Doctors who blog may write about health news headlines and share updates about their practice.  Nine times out of ten, the blog is written for a patient audience.  There are a few common mistakes doctor’s make with their blog, and we intend to dispel them here. 

Mistake #1: Too much medical jargon. 

Physicians who write their own blog posts have to use language that patients will understand.  Avoid using too much medical terminology, and define any terms that may be unfamiliar.  Readers will quickly lose interest if they don’t understand what they’re reading.  In the US, the average patient has a 7th grade reading level.  To make the content more interesting, try using anecdotal examples to describe a problem or treatment.  Patients can always relate to other patients, so using testimonials and patient stories are also great.

Mistake #2: Links to external information. 

It is not sufficient to write one or two sentences with a link for more information.  Patients want YOUR take on the topic, so elaborate by sharing your own medical recommendation (in a general sense, of course).  Think about what questions your patients might ask, and provide the answers if you can.  IF they want to follow the link for more information they can, but give them what they need to know on your website and encourage them to call the office with questions.  If they leave your site, they may never come back.

Mistake #3: Typos and formatting errors. 

Don’t let your blog be an eye sore.  These issues can make your blog hard to read. Formatting issues can be especially ugly on a mobile device, which accounts for a large portion of web traffic these days.  Typos are just unacceptable.  Most blog platforms have a built-in spell check.  If not, type your blog post in word and run spell check before you publish it online.

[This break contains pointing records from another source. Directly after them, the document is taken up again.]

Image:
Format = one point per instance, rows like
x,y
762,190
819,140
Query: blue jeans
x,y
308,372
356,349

Mistake #4: No posts for months. 

Having a blog requires upkeep.  New posts should be planned on a regular basis, at least monthly.  If a prospective patient is visiting your website and checks out your blog, they expect to see something current.  If the last post was 6 months ago (or worse), it can be disappointing.  The best way to get on track with regular blog posts is to create a schedule you can stick to.  Once monthly blog posts are great, but some doctors are too busy for that.  Maybe you can split the responsibility of posting with another doctor in your practice or staff member.  Plan ahead so you know what topics should be covered each month, and if there are breaking stories in the news, you’ll want to add a post to cover those. 

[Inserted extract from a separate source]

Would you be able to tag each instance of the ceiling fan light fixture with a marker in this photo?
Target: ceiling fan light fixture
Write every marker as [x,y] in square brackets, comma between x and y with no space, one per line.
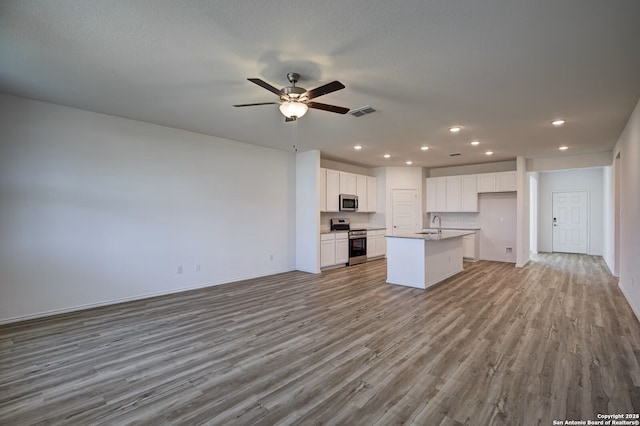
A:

If you cannot commit to once monthly blog posts, there may be other options.  One would be to use Facebook and Twitter as your blog.  This is less time-intensive and does not require a lot preparation or planning, but there still should be a strategy and a schedule to ensure regular posts every month.  The other option would be to hire a company like iHealthSpot to do blog post marketing.  We can suggest the topics, create the schedule, write the posts, publish them, and do online marketing.

Call (877) 709-0999 for more information about our blog packages for doctors.

Having a blog for your medical practice is a great idea.  It gives you a way to casually interact with patients while still being in a controlled environment.  A blog also keeps your website fresh in the eyes of Google, which has a positive impact on your search engine rank.  Another key factor that influences your rank is the relevancy of your content, so be sure your blog stays on topic and shares information that your patients will find valuable.